Tensão no Oriente Médio e Setor de Tecnologia Ditando o Ritmo
A escalada de conflitos no Oriente Médio foi um dos principais fatores de pressão. Os Estados Unidos intensificaram sua campanha de bombardeios contra o Irã, atingindo infraestruturas importantes como pontes e um aeroporto. Em resposta, o Irã realizou ataques a bases americanas na região, incluindo um centro de operações especiais na Síria, marcando o primeiro ataque iraniano conhecido ao território sírio desde o início do conflito.
Paralelamente, investidores demonstraram preocupação com a sustentabilidade dos investimentos no setor de tecnologia, especialmente em empresas ligadas à inteligência artificial e fabricantes de chips. A liquidação de posições nesses ativos contribuiu para a busca por refúgios seguros, impulsionando o dólar.
Impacto nas Moedas Emergentes e Declaração de Lula
O cenário de aversão ao risco se traduziu em uma ampla desvalorização das moedas de países emergentes e exportadores de commodities. O peso chileno, o rand sul-africano, o peso mexicano e o real brasileiro foram exemplos de divisas que sentiram o impacto, com um fluxo intensificado de busca pelo dólar, conforme ressaltou Rebecca Nossig, analista de investimentos da Nomad.
Durante a sexta-feira, o dólar à vista atingiu seu pico intradia de R$5,1346 (+0,71%) pela manhã. No entanto, na parte da tarde, a moeda reduziu seus ganhos, chegando à mínima de R$5,1050 (+0,13%), à medida que alguns investidores zeraram posições no fechamento da semana, ainda assim, terminando o dia em leve alta.
No Brasil, a notícia sobre a possível cobrança de uma tarifa de 25% sobre produtos brasileiros pelos Estados Unidos também gerou atenção. Em resposta, o presidente Luiz Inácio Lula da Silva declarou que só se pronunciará sobre o assunto após manifestação do presidente americano, Donald Trump, enfatizando a importância de uma comunicação clara e verdadeira.
Indicadores Econômicos e Intervenção do Banco Central
Em relação aos indicadores econômicos domésticos, o Banco Central informou que o Índice de Atividade (IBC-Br) apresentou uma alta de 0,1% em maio, na série com ajuste sazonal. Este resultado representa uma desaceleração em comparação com a alta revisada de 0,4% registrada em abril, e ficou abaixo das projeções de economistas, que esperavam um resultado nulo para maio.
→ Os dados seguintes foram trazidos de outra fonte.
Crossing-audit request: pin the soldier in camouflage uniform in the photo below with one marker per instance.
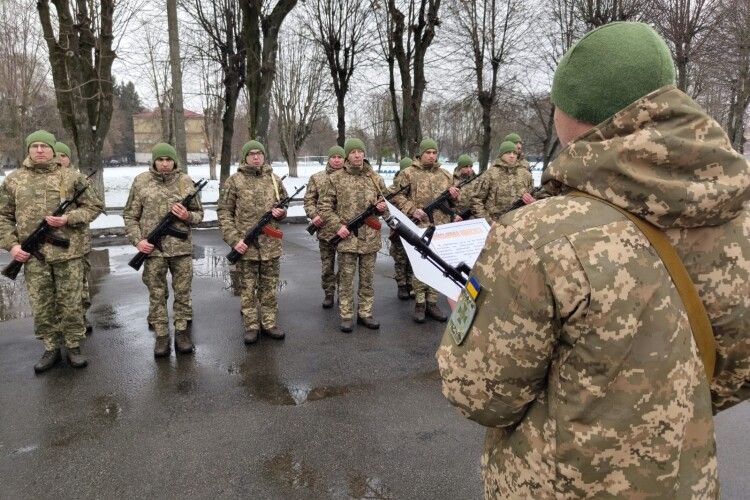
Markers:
(348, 193)
(55, 284)
(401, 266)
(313, 194)
(427, 180)
(580, 358)
(244, 198)
(502, 184)
(63, 157)
(152, 195)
Na comparação anual, sem ajuste sazonal, o IBC-Br subiu 0,8% em maio.
Para conter a volatilidade, o Banco Central atuou no mercado, vendendo 50.000 contratos de swap cambial para a rolagem do vencimento de 3 de agosto. Essa medida visa a gerenciar a liquidez e a estabilidade da moeda no mercado.
Mercado Global em Alerta: Dólar Forte Contra Divisas Globais
O índice do dólar, que mede seu desempenho frente a uma cesta de seis moedas principais, apresentou leve alta, subindo 0,02% e alcançando 100,730. Este movimento reforça a tendência de fortalecimento da moeda americana em um ambiente de incertezas geopolíticas e econômicas globais, impactando moedas de mercados emergentes como o real brasileiro.